Drapé dans son keffieh, le grand foulard symbole de la résistance palestinienne,  se coiffant ou enlevant son petit calot rouge  de combattant (costumes Sarah Beaton) c’est en mimant avec expressivité les situations vécues, les rencontres qu’il nous introduit dans son histoire, montrant la pauvreté du camp, le désordre, l’insalubrité, puis les débuts de sa révolte quand il rêvait d’être Leonardo DiCaprio ou Rambo et qu’à 17 ans après avoir appris que son cousin était mort en kamikaze et qu’un de ses copains avait été tué par un sniper qu’il décide d’entrer dans la lutte armée. Très concrètement on le voit afficher les portraits des morts et parader avec sa kalachnikov, faisant les gestes de tirer. Mais, parenthèse dans cette époque tourmentée de son adolescence, comme pour éclairer ce sombre tableau, il nous révèle son amour pour la jeune Sanaa à qui il fait parvenir ses déclarations par un jeune enfant du camp moyennant récompense. Il joue avec habileté et humour les deux personnages de cette courte fugue, comme il imite l’intervention de son père lui déconseillant de rejoindre les résistants. Qu’à cela ne tienne, il part et se retrouve bientôt arrêté, enfermé dans une prison israélienne dans le désert du Neguev. On l’y voit se désespérer.

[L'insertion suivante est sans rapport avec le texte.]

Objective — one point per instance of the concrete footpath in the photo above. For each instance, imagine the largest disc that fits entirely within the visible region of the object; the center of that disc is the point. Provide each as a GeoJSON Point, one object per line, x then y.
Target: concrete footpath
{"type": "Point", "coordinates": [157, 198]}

A sa sortie, devenu presque fou et très déprimé il veut s’immoler par le feu. C’est alors qu’il croise le Freedom théâtre créé et dirigé par Juliano Mer-Khamis qui lui fait comprendre que le théâtre est la meilleure arme pour lutter et il s’engage à fond dans cette résistance culturelle puis part en Norvège parfaire sa formation. Là, il nous montre sa joie de vivre dans un pays libre, il va et vient sur le plateau en sautant et dansant mais la dure réalité le rattrape quand il apprend la mort de son mentor, Juliano a été assassiné. Il décide de rentrer à Jénine où le nouveau directeur du Freedom théâtre, Mustefa Sheta le retient comme directeur artistique ce qu’il est toujours alors que le camp a été vidé de ses habitants par les dernières attaques israéliennes.

Cette histoire mouvementée c’est celle d’Ahmed écrite par l’auteur irakien Hassan Abdulrazzak, traduite en français par Juman Al-Yasiri mise en scène par Zoe Lafferty,

Cette immersion dans la vie d’un palestinien qui, après avoir connu de terribles événements peut dire du théâtre « la voilà ma chance pour tout changer » nous a procuré beaucoup d’émotion.